When his wooden figures in their black trousers and white shirts appeared on the scene in the 1980s, they surprised the whole art world. At the time, many regarded figurative sculpture as something from another era. As a result of the two world wars in the first half of the 20th century, the image of man had been devalued with the result that the human figure had almost completely disappeared from art up to the end of the 1970s. Stephan Balkenhol rehabilitated the image of man, so to speak out of nothing, taking as his orientation the human body in Antiquity. Like other artists of his generation, for example Katharina Fritsch or Thomas Schütte, he thus brought the human figure back into art. By regaining the human figure, Stephan Balkenhol also called back into play the body as the centre of individual perception. Over the past three decades he has produced not only reliefs and drawings, but also a whole population of human and animal figures - mostly in different types of wood, but also in bronze.
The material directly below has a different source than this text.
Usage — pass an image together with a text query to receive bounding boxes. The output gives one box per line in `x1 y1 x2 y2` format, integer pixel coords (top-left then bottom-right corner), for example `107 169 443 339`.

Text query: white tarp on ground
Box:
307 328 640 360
Far be it from this artist to use the direct and undistorted gesture of the Expressionists. The male and female figures that Balkenhol often hews from one single log are tranquil, at peace with themselves and unperturbed by emotional states; they are essential depictions of a timeless reality, yet tangibly present, nevertheless. To quote Balkenhol: "With my standing men I wanted to create something that was like a corrective in an era cluttered with messages and ciphers. We are being constantly beset by the media and by images crammed with all sorts of contents. All of them want to sell or communicate something to us. I wanted to make an image of man that has no clear message, that is just there, more like a ‘break', a hiatus."
As they are influenced by the conceptual approaches of the 1970s, Balkenhol's minimalist human images also point, not least, to the perception of the viewer. "To a certain extent, I offer stories without telling them to the end." When confronted with his figures, we are thrown back on our own corporeality and, like in a mirror, receive our projections and begin to reflect on them, at best. Through being rooted very much in the here and now, and through their autonomous existence, these figures also provoke the question of the direction in which we want to point our thinking and our actions.
In the exhibition at the Kunstmuseum Ravensburg, Stephan Balkenhol is not only showing older works, he has also created some new ones. Referencing the spatial context on the second floor and in combination with the arched ceiling, his wooden figurations form an impressive overall composition. Rooms play an important role for this artist. He questions them by means of deliberate arrangements and at the same time creates new connections between figure and viewer, and between the figures themselves. The thematic focal point of his Ravensburg exhibition is the relationship between man and woman.
For example, his 2013 work Kugelmenschen on the second floor points to the ancient myth of the spherical creatures in Plato's Symposium. According to that myth, man and woman were originally one spherically shaped being. Out of fear that these spherical creatures could surpass the gods, Zeus decided to weaken them by cutting them in two, a man and a woman. Since then, the divided halves have longed for their lost unity, the force of attraction between them being called Eros.
Using his pictorial fantasy Balkenhol has "resolved" this mythological heritage into a new image that he has "solidified" in wood. On the floor are two parts of a formerly complete sphere; laid inside each individual half is a naked male and a naked female figure, like intarsia.
The exhibition runs from 12 April until 24 August 2014.